Lessons Small Business Can Learn From The College Admissions Crisis

Benefits of Small Business Analytics

There is a college admissions crisis, and for once it is not because of a scandal. In fact, in this instance, it is the colleges and universities that are suffering and we can all learn from their plight.

The issue is pretty simple: technology has empowered college applicants to apply to as many schools as they want, so they have all the bargaining power. While the issue may seem like a minor nuisance, it is significantly influencing the abilities of institutions to appropriately plan operations and budgets because they cannot predict what their incoming class will look like with near the kind of accuracy that they used to.

Consider how things were in recent history. Colleges would receive applications, review them, and then send out acceptance letters to a select number of applicants understanding that only a certain percentage would accept. The standard deviation was such that colleges had a high degree of certainty as to how the incoming class would look.

Today, students apply to 10, 15, even 20 different colleges and none is the clear favorite. Universities no longer know who to extend scholarships to, who will accept their admissions letters, or what the incoming class will look like.

Small business owners should carefully study this crisis because it is the perfect case study for how bringing small business analytics to bear on data can solve problems.

Benefits of Small Business Analytics

Lack of Clear Metrics

Sujoy Roy, the CEO of VisitDays, says at the heart of the problem is unclear metrics. “Schools have not undertaken a systematic effort to identify habits that indicate intention among applicants. Because they have not tracked data about applicant behavior and compared that with outcomes (namely, who decided to attend and who did not), they have no guide for predicting enrollment.”

Identifying behaviors and comparing them to outcomes is central to making data useful. Too many businesses wallow in systemic problems without making an effort to track data that could indicate both what the problem is and how to solve it. Universities face a problem far more significant than most businesses, but they can solve it with rigorous data study.

Moving the Needle

It would be misleading to suggest that studying data is a simple math problem and that just by putting in the time you will figure out the issue. The fact is that some data is more useful than others. Colleges struggle with the fact that many interactions a student has with the admissions office are not meaningful and have no bearing on their ultimate decision to attend. So how do they find meaningful data?

Roy says creativity and outside the box thinking has turned up incredibly valuable data. “We found that students who attend a campus tour are 70% more likely to attend. On top of that, by conducting post-visit interviews, we can establish with a 97% degree of certainty who will decide to enroll at the university.”

Campus visits are frequently not handled directly by the college admissions office. They rely on companies like VisitDays to handle that operation.
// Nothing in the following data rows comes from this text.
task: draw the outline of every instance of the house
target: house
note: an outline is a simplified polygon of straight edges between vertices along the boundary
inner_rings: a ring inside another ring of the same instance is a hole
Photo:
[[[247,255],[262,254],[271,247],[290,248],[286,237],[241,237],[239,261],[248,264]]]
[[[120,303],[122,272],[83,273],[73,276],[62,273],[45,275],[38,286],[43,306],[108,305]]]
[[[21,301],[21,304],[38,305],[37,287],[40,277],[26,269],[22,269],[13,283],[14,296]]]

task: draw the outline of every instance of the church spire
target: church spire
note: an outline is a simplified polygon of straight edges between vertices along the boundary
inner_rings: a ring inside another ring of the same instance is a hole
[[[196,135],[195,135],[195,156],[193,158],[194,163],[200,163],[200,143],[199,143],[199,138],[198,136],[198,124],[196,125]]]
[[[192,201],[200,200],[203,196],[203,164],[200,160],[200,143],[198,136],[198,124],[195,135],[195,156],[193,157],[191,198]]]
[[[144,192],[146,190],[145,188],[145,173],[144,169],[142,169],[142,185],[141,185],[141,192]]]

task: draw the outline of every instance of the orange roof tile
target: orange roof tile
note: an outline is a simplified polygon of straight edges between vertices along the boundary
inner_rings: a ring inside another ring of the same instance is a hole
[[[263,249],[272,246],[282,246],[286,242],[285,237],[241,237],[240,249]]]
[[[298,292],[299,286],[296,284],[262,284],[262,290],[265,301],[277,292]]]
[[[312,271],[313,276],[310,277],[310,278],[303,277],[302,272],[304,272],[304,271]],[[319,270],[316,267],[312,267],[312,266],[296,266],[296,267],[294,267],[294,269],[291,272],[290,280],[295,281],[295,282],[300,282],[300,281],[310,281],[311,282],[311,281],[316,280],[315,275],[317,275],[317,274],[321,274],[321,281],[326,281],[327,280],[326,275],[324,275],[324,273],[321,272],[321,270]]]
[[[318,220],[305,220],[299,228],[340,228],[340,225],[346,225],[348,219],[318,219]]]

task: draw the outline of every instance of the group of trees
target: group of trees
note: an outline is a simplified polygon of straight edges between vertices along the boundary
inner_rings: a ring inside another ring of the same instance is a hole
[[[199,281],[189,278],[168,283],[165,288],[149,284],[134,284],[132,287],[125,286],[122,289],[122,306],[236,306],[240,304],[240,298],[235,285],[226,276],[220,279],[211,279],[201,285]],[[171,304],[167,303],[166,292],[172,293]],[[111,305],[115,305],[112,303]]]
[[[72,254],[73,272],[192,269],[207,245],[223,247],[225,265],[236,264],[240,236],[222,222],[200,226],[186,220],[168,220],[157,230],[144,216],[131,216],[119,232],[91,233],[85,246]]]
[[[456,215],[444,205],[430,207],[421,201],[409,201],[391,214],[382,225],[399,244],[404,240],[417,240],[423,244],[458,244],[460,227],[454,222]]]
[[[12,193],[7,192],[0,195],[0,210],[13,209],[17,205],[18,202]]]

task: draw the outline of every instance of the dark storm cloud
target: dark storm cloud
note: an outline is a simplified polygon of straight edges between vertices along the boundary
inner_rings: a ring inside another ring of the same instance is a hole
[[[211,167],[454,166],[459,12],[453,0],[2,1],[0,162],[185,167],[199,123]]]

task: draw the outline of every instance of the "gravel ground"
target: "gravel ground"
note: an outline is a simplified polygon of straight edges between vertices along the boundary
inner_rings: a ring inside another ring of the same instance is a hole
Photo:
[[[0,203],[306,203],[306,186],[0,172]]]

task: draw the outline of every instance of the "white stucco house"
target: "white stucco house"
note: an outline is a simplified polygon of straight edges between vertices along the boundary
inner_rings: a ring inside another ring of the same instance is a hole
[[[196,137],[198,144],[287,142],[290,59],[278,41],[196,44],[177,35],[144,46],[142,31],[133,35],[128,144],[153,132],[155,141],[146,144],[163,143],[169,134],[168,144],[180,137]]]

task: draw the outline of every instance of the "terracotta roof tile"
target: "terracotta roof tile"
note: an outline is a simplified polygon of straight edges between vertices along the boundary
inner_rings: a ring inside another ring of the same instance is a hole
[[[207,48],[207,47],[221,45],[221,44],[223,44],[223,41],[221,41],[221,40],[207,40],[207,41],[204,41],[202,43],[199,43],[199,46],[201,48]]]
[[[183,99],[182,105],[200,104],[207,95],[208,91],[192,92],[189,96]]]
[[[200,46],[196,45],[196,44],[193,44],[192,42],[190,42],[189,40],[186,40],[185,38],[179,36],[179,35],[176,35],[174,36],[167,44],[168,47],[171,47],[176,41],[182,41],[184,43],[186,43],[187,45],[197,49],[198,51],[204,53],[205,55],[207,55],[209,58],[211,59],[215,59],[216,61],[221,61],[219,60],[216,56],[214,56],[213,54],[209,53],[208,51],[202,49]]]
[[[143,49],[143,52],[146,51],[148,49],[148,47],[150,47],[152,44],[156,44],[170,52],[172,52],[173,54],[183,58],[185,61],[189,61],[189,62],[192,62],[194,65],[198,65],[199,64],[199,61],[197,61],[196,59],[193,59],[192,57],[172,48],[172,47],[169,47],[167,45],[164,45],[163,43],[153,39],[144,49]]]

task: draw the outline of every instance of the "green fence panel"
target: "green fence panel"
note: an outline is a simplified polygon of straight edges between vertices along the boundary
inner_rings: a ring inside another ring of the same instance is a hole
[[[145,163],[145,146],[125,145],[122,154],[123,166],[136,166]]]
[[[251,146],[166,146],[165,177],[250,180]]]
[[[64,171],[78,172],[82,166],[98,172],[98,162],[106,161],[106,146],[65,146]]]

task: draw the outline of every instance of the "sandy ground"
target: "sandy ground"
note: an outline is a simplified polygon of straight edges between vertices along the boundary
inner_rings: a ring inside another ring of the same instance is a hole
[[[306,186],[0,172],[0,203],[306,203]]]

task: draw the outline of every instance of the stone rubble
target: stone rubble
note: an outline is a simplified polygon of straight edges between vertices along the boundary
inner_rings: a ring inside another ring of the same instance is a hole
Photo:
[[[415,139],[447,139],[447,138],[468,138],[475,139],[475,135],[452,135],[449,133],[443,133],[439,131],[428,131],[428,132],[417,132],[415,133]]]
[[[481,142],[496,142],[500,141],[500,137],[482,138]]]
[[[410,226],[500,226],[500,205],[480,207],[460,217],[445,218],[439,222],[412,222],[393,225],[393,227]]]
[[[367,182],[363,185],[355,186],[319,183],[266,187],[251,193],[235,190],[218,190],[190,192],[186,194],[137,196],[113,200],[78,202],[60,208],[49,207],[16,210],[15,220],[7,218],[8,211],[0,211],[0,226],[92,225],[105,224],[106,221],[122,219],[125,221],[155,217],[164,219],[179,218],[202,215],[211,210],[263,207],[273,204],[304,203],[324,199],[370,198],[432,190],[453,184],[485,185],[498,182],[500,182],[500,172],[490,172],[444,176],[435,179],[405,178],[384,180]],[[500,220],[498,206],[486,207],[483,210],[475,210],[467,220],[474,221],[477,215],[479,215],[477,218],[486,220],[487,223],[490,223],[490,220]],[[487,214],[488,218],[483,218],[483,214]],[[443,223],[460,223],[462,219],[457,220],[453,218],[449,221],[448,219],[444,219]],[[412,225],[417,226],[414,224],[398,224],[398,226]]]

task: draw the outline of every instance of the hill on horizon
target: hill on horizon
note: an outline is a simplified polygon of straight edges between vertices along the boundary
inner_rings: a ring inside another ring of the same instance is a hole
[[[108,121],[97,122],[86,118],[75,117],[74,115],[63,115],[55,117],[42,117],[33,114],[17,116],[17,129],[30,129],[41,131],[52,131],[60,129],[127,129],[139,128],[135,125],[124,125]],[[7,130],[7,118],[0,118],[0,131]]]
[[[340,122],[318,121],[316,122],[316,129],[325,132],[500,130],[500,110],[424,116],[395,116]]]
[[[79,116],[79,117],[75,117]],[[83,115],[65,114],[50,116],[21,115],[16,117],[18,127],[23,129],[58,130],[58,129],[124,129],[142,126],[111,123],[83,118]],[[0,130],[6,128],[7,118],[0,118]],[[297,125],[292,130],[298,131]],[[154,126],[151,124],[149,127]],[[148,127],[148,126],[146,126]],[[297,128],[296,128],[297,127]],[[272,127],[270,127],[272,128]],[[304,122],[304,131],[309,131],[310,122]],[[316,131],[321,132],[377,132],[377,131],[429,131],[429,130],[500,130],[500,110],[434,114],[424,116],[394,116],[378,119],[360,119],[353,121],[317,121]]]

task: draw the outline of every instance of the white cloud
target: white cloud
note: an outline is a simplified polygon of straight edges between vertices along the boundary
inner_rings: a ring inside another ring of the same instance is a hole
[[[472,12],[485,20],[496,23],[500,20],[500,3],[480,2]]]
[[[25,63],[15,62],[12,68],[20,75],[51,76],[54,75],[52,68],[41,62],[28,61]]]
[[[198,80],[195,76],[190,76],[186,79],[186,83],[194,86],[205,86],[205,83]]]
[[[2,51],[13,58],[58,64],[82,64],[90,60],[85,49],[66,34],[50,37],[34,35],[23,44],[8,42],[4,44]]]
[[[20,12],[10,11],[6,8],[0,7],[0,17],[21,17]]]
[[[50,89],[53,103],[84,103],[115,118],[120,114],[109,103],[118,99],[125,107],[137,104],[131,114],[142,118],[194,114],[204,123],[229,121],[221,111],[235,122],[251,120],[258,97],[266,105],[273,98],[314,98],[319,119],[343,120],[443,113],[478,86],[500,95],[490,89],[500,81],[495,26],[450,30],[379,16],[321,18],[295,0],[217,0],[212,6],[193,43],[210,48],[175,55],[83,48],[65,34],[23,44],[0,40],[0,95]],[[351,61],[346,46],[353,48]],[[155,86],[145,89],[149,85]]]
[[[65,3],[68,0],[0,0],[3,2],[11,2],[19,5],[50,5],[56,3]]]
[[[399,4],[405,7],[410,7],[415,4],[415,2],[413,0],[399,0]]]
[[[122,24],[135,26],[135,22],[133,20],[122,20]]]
By looking outside of their data sources, they can find incredibly precise data that has a significant bearing on the broader problem that they are working to solve.

Businesses also need to keep a wide angle view of data and where the valuable data might be hiding. Ask vendors and subcontractors to work on problems with you and always be thinking about creative ways to solve the problem.

Keeping It Simple

It is unfortunate that data has been so frequently paired with the word “big” because it scares people away. Big data is a whole world that very few businesses ever need to be involved in. But technology today allows small businesses to intelligently leverage data on a manageable scale in ways that they could not until very recently.

When you approach a problem that you think you can solve with data, think about what you are tracking. Universities are trying to track indicators of intent. That means they are looking for positive and negative signs or behaviors that inexplicably have a correlation with an outcome. All of that is accomplished by documenting, tracking over time, and then studying.

What problems can you solve by studying the data? Do customers pay invoices faster when you send a friendly reminder email after a week? Does your sales team close more deals when they are publicly recognized for their success? Do you attract higher quality employees when you give them a tour of the office after their interview?

Small business owners cannot be afraid to study the data.